Careem’s quick market entry in Jordan’s capital Amman: mobility and jobs
The ride-hailing platforms Uber and Careem[3] entered the Jordanian market in 2015 as major players for ride-hailing via smartphone app. Both improved mobility and created lucrative, flexible jobs as so-called captains (Careem) and partner drivers (Uber). Local competitors never reached sizeable market coverage.
By offering safe, reliable and highly customised ‘from doorstep to doorstep’ transport, digital ride-hailing services quickly grew in Jordan’s capital. Amman’s urban sprawl, notorious traffic congestion, a dearth of public transport options and a predominant perception of local cab drivers’ behaviour as fraudulent and aggressive helped to spur the trend. Tourists and international aid personnel supporting Jordan in its Syrian refugee response contributed to the upsurge in interest, since they did not need knowledge of the place, Arabic or bargaining skills to use a ride-hailing app. Passengers were prepared to pay 10-50% higher fares in comparison to taxis. For platform operators, it proved a highly profitable business – both Careem and Uber in 2019 received 20-25% of the ride fare – and its drivers expected to earn a decent income.

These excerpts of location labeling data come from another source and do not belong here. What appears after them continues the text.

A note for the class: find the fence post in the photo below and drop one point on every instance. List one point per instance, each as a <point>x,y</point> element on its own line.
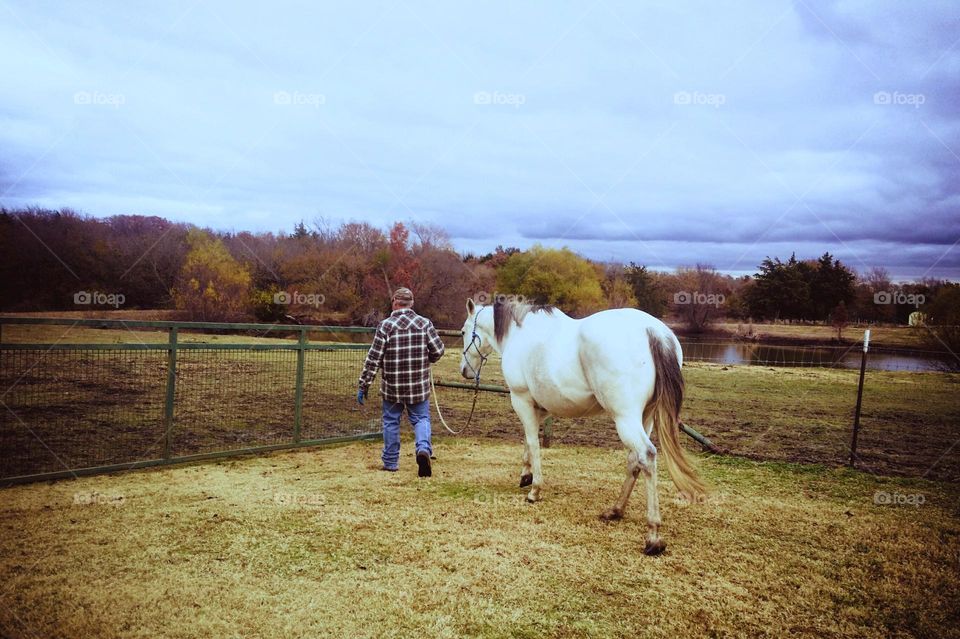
<point>856,416</point>
<point>171,393</point>
<point>298,392</point>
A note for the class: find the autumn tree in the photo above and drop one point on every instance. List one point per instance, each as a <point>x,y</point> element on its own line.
<point>701,296</point>
<point>212,285</point>
<point>647,289</point>
<point>553,276</point>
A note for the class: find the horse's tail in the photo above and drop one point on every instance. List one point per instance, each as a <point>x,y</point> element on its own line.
<point>665,407</point>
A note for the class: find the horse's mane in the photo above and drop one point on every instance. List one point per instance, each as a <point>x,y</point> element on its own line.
<point>507,313</point>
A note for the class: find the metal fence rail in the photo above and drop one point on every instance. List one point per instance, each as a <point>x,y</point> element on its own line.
<point>72,409</point>
<point>167,392</point>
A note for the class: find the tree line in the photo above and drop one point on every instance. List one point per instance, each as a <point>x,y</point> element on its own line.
<point>344,274</point>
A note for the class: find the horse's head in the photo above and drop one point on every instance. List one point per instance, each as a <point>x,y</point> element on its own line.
<point>478,340</point>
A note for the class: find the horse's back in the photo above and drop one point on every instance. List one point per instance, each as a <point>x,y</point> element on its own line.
<point>616,357</point>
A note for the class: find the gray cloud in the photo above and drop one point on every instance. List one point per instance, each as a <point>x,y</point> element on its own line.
<point>669,134</point>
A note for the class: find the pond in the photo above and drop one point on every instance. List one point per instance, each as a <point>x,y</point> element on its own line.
<point>879,358</point>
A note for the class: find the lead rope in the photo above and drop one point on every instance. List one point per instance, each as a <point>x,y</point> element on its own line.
<point>476,389</point>
<point>436,402</point>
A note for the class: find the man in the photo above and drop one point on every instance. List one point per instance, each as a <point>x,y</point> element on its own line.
<point>404,346</point>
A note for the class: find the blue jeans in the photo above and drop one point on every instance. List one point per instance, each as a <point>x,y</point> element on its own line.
<point>419,415</point>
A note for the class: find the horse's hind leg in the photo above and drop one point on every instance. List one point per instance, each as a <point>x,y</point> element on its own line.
<point>633,469</point>
<point>529,416</point>
<point>526,472</point>
<point>642,459</point>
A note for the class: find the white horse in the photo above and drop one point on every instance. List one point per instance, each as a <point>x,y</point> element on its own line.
<point>622,361</point>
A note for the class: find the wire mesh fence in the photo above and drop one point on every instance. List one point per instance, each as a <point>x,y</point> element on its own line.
<point>70,409</point>
<point>110,402</point>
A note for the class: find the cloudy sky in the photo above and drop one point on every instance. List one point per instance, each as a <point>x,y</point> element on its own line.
<point>665,133</point>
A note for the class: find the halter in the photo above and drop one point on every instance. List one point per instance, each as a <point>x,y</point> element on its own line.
<point>475,344</point>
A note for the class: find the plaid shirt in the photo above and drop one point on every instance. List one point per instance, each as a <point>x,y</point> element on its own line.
<point>404,347</point>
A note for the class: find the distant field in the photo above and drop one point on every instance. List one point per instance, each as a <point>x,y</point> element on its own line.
<point>92,409</point>
<point>889,336</point>
<point>320,543</point>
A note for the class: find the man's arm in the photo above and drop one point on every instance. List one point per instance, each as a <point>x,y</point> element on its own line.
<point>434,344</point>
<point>374,359</point>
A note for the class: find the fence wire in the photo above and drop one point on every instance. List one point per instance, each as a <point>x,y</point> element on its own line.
<point>98,406</point>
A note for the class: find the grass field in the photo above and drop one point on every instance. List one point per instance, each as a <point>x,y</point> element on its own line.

By definition, the platform economy eases job creation because it digitally brokers work tasks to contracted labour with huge efficiency gains. Jordan, like most MENA countries, struggles with high unemployment: in 2019, the official rate stood at 19.1%,[4] with youth and graduate unemployment at 37.3% and 33.5%, respectively.[5]
With its market success, applying to Careem became a viable option for many Jordanians. In 2015 it had 50 captains; by 2018, before it was regulated, it had 11,000. By mid-2019, around 6,000 Jordan worked for Careem, 5,500 as drivers, 480 in a regional call centre and 45 as operating staff in Careem’s Amman office.[6] Three issues attracted applicants for driver positions: fairly easy application procedures, a modern image and, especially, high income opportunities.
- Easy application procedures: Most conditions for becoming a captain are rather easily met, like a driving licence and a clean police record, maximum age and good maintenance of the car,[7] as well as a smartphone including mobile broadband. Because of specific Jordanian regulations prospective drivers need to prove car ownership or being a first-line relative of the owner. This involves a major upfront investment, maintenance costs and incidental expenses. This means that unemployed members of the middle classes, who can afford it and seek to secure their social status, often become captains, not those in dire need of part-time jobs. Several interviewees confirmed that they or co-workers had taken out a bank loan, resulting in financial dependency while paying-off the loan (mostly 600 JOD monthly for 5-6 years, rarely private loans at a cheaper interest rate). Some had sold their small business or spent their dismissal wage on the car.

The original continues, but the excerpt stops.